Sebastian Wick replied to Hector

@marcan I thought, at least on chamelium, that there is a display controller chip in front of the FPGA? TBH, I didn't look that closely into it yet. If we can get the entire bistream in software that would be amazing and indeed everything required for testing HDR as well.

Hector Martin replied to Sebastian

@swick Not on NeTV2, it goes straight into the FPGA and we can get the entire bitstream.

Martin Roukala (né Peres) replied to Hector

@marcan @swick Lol, been chatting about that at XDC with Leo from AMD. We agreed that any open Chamelium would need to act more like an oscilloscope and less like a normal receiver. Specify your trigger, wait for the symbols to come. Decode that using your CPU.

This way, everything new feature can be tested without having to hack the gateware, including USB, Audio, .... Also means that testing anything related to DP-MST would be much easier than with real hardware.

We both have an NeTV2 now :D

Sebastian Wick

@marcan That sounds much better than I initially thought and yeah, it should be possible to expose in the new API then.

It might not be of much use though. The more specific the conversions are the less likely it will match whatever the compositor chooses to do.

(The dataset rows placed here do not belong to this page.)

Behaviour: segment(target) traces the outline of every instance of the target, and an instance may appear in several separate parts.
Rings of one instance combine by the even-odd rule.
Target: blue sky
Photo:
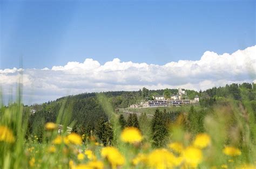
[[[164,65],[255,44],[255,1],[0,2],[0,69],[92,58]]]

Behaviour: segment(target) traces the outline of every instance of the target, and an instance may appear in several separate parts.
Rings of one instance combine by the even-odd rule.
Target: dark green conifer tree
[[[111,124],[100,118],[97,122],[95,132],[105,146],[111,145],[113,140],[113,128]]]
[[[133,126],[139,129],[139,121],[138,120],[138,117],[136,114],[129,114],[127,120],[127,126]]]
[[[125,121],[125,119],[124,118],[124,115],[123,114],[121,114],[119,116],[118,121],[119,122],[120,125],[121,126],[121,129],[124,129],[124,128],[125,128],[125,126],[126,126],[126,121]]]
[[[156,110],[154,117],[152,121],[152,146],[160,147],[165,144],[166,137],[168,135],[168,130],[165,125],[164,114],[158,109]]]

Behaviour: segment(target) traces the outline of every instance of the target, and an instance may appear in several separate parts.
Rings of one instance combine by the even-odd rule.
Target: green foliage
[[[196,134],[204,131],[204,120],[205,115],[206,113],[203,110],[197,112],[193,105],[191,107],[188,115],[188,126],[187,126],[191,132]]]
[[[121,126],[121,129],[123,130],[124,128],[126,126],[126,121],[124,118],[124,115],[123,114],[120,115],[119,117],[118,118],[118,121],[119,122],[119,124]]]
[[[139,129],[139,121],[138,120],[138,117],[137,114],[135,113],[130,114],[127,119],[127,126],[133,126]]]
[[[171,97],[171,91],[170,91],[170,89],[168,88],[166,88],[164,90],[164,97],[166,98],[170,98]]]
[[[164,112],[156,110],[151,122],[152,146],[155,147],[163,146],[166,143],[168,130],[165,123]]]
[[[113,140],[113,128],[104,118],[100,118],[95,126],[95,132],[105,146],[111,145]]]
[[[150,121],[145,112],[142,113],[139,117],[139,124],[142,133],[147,140],[150,140],[151,129],[149,127]]]
[[[149,97],[149,89],[145,87],[142,88],[142,96],[143,98]]]

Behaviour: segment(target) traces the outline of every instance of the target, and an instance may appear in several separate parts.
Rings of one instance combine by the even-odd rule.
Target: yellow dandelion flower
[[[12,131],[5,126],[0,126],[0,142],[12,143],[15,140]]]
[[[121,133],[121,140],[126,143],[135,143],[140,142],[143,137],[140,131],[136,128],[126,128]]]
[[[30,167],[33,167],[35,165],[35,163],[36,162],[36,159],[35,159],[34,157],[32,157],[30,160],[29,160],[29,165]]]
[[[125,163],[125,158],[118,150],[114,147],[107,146],[102,148],[101,155],[107,159],[112,168],[122,165]]]
[[[69,160],[69,165],[70,168],[73,168],[75,167],[74,161],[72,160]]]
[[[223,150],[223,152],[224,154],[230,156],[237,156],[241,155],[241,151],[239,149],[231,147],[226,146]]]
[[[80,137],[79,135],[75,133],[71,133],[71,134],[69,135],[66,137],[66,138],[68,139],[68,142],[70,142],[74,144],[81,145],[82,143],[82,139],[81,137]],[[65,141],[64,139],[64,142],[65,142]]]
[[[134,165],[137,165],[139,163],[146,163],[147,162],[147,156],[143,153],[139,153],[138,156],[132,159],[132,164]]]
[[[192,167],[197,167],[202,161],[203,154],[199,149],[188,146],[183,151],[183,157],[186,164]]]
[[[199,149],[203,149],[211,143],[211,138],[206,133],[200,133],[197,135],[194,140],[193,145]]]
[[[169,147],[176,153],[181,153],[184,147],[181,143],[174,142],[168,145]]]
[[[177,158],[165,149],[156,149],[151,152],[147,157],[147,164],[151,168],[170,168],[179,165]]]
[[[56,148],[54,146],[51,146],[48,148],[48,152],[53,153],[56,151]]]
[[[52,130],[57,129],[57,125],[52,122],[48,122],[45,124],[45,129],[48,130]]]
[[[87,158],[90,160],[95,160],[96,157],[93,154],[92,151],[86,150],[84,151],[84,154],[87,156]]]
[[[242,164],[237,167],[235,167],[235,169],[255,169],[256,168],[256,165],[253,164]]]
[[[82,160],[84,159],[84,155],[83,153],[79,153],[77,155],[77,159],[79,160]]]

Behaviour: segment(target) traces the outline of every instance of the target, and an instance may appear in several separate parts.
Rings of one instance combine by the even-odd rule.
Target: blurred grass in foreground
[[[183,112],[170,125],[167,143],[152,148],[150,137],[137,128],[122,131],[118,115],[99,95],[113,128],[112,146],[104,146],[93,133],[68,133],[66,126],[75,122],[70,118],[72,104],[67,107],[65,101],[56,122],[46,124],[42,142],[37,136],[26,136],[30,110],[22,104],[19,91],[16,103],[0,105],[1,168],[256,168],[255,112],[246,100],[217,104],[203,119]],[[64,131],[58,135],[56,124],[60,122]],[[203,133],[193,131],[199,128]]]

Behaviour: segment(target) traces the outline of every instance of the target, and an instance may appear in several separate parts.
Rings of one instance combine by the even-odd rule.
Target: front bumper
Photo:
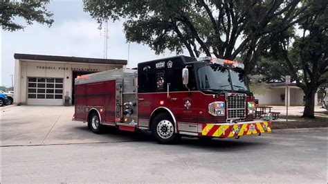
[[[201,129],[203,136],[231,138],[271,132],[271,122],[251,121],[233,124],[203,124]]]

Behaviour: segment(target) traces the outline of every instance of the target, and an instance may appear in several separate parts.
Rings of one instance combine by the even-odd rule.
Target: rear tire
[[[97,113],[93,112],[91,113],[91,116],[90,116],[88,127],[95,134],[101,134],[102,132],[102,125],[100,124],[100,119]]]
[[[174,132],[174,122],[171,116],[161,113],[154,118],[152,123],[152,135],[160,144],[176,143],[181,136]]]

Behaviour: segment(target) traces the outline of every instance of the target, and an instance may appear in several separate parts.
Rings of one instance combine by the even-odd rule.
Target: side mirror
[[[183,85],[188,84],[189,81],[189,71],[188,68],[182,69],[182,84]]]

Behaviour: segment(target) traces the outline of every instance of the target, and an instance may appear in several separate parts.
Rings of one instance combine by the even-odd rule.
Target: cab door
[[[187,87],[182,82],[183,68],[172,68],[167,72],[170,77],[169,85],[170,107],[177,122],[177,129],[183,134],[194,134],[198,132],[199,99],[196,98],[196,82],[192,67],[189,70],[189,82]]]

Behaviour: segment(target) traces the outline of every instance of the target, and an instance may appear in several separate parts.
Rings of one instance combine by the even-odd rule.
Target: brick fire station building
[[[123,59],[15,53],[14,102],[63,105],[74,102],[74,82],[79,75],[126,67]]]

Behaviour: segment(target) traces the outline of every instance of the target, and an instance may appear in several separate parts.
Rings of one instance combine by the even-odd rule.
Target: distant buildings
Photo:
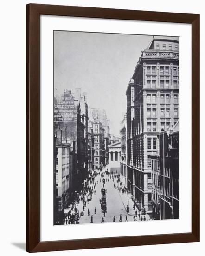
[[[108,146],[109,162],[110,171],[120,174],[121,145],[118,141]]]
[[[105,164],[105,130],[102,124],[97,116],[93,122],[93,131],[94,135],[94,169],[102,167]]]
[[[154,38],[126,91],[127,186],[150,215],[151,161],[159,154],[158,135],[173,129],[179,118],[179,61],[178,41]]]
[[[109,121],[104,110],[89,108],[87,93],[65,90],[54,101],[54,223],[92,170],[108,161]]]
[[[109,128],[109,120],[107,117],[106,113],[103,109],[95,108],[94,108],[90,109],[90,115],[92,119],[98,120],[102,123],[102,128],[104,131],[104,152],[103,155],[104,156],[104,163],[107,164],[108,163],[108,146],[111,142],[110,141],[110,132]]]

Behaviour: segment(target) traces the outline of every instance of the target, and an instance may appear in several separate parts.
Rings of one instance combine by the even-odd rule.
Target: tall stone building
[[[101,124],[100,126],[103,129],[103,137],[104,137],[104,141],[103,143],[101,142],[101,149],[102,149],[103,151],[101,152],[102,154],[101,156],[102,162],[101,162],[103,165],[107,164],[108,163],[108,145],[110,144],[110,128],[109,128],[109,120],[107,117],[106,113],[105,110],[104,109],[102,110],[100,108],[90,108],[89,109],[90,113],[89,115],[90,117],[90,118],[92,119],[93,123],[96,122],[96,121],[99,122]],[[95,130],[96,129],[95,126],[98,126],[97,123],[95,123],[95,127],[93,126],[93,132],[95,134]],[[95,135],[96,137],[98,136],[98,135]],[[96,139],[96,137],[95,139]],[[96,140],[94,140],[94,141],[96,141]],[[97,149],[96,148],[96,147],[97,147],[96,145],[96,142],[95,142],[95,145],[94,147],[94,151]],[[94,156],[96,156],[95,155],[95,153],[94,152]],[[99,160],[99,159],[98,159]],[[94,162],[97,162],[96,158],[95,158],[96,161]],[[100,164],[101,163],[100,163]],[[94,168],[96,168],[98,165],[96,162],[94,162]]]
[[[73,192],[75,168],[75,143],[62,143],[62,130],[54,137],[54,224],[60,224],[65,208],[68,207]]]
[[[87,95],[80,89],[66,90],[54,98],[54,132],[60,129],[62,144],[75,144],[73,188],[80,190],[88,176],[88,113]]]
[[[158,135],[159,155],[151,157],[153,217],[179,218],[179,121]]]
[[[97,116],[93,122],[93,131],[94,135],[94,169],[96,169],[102,167],[105,163],[104,129]]]
[[[127,152],[126,152],[126,141],[127,141],[127,116],[123,113],[122,119],[120,123],[120,146],[121,146],[121,158],[120,158],[120,173],[124,178],[123,183],[127,187]]]
[[[150,157],[158,154],[158,134],[179,118],[178,41],[153,39],[139,58],[126,95],[128,187],[151,214]]]

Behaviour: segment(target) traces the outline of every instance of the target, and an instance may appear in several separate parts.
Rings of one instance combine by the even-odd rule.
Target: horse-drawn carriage
[[[106,190],[105,189],[103,188],[102,191],[102,196],[106,196]]]
[[[107,212],[107,202],[106,196],[102,196],[102,199],[101,211],[102,212]]]

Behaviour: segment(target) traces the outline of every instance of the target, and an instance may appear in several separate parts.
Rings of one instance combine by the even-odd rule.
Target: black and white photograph
[[[179,38],[53,31],[53,224],[179,218]]]

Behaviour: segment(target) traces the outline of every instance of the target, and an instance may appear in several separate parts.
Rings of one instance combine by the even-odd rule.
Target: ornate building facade
[[[179,118],[178,41],[153,39],[140,57],[127,91],[128,187],[141,208],[152,212],[151,158],[157,135]]]

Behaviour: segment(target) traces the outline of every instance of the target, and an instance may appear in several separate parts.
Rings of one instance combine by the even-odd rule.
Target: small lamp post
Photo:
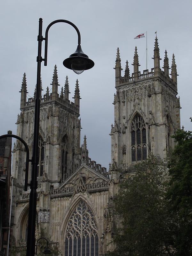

And if you can't give us a no-op/passthrough path then we're back to square one because then the policy implemented with shaders in the compositor will get mangled by the scanout color pipeline.

Hector Martin

@swick The pass-through path is 10bit native gamut RGB, which we do have and is what KWin-Wayland picks by default these days. We just don't have it for 8-bit formats (which only the TTY and X seem to really love to use).

Hector Martin

@swick In principle as long as whatever color management we expose is well specified it should work, no? Either we can implement standard options that are strictly specified and/or we can expose strictly specified CTM and LUTs or if we can't we just don't expose any of it and let the compositor do it in software.

Sebastian Wick

@marcan Yes, whatever is well-specified can be exposed but if the hardware/firmware does anything to the color at any point that is not well-specified the whole system falls apart. From your description it sounds like you specify the input and output and the rest is opaque but I would be very happy if that's not the case.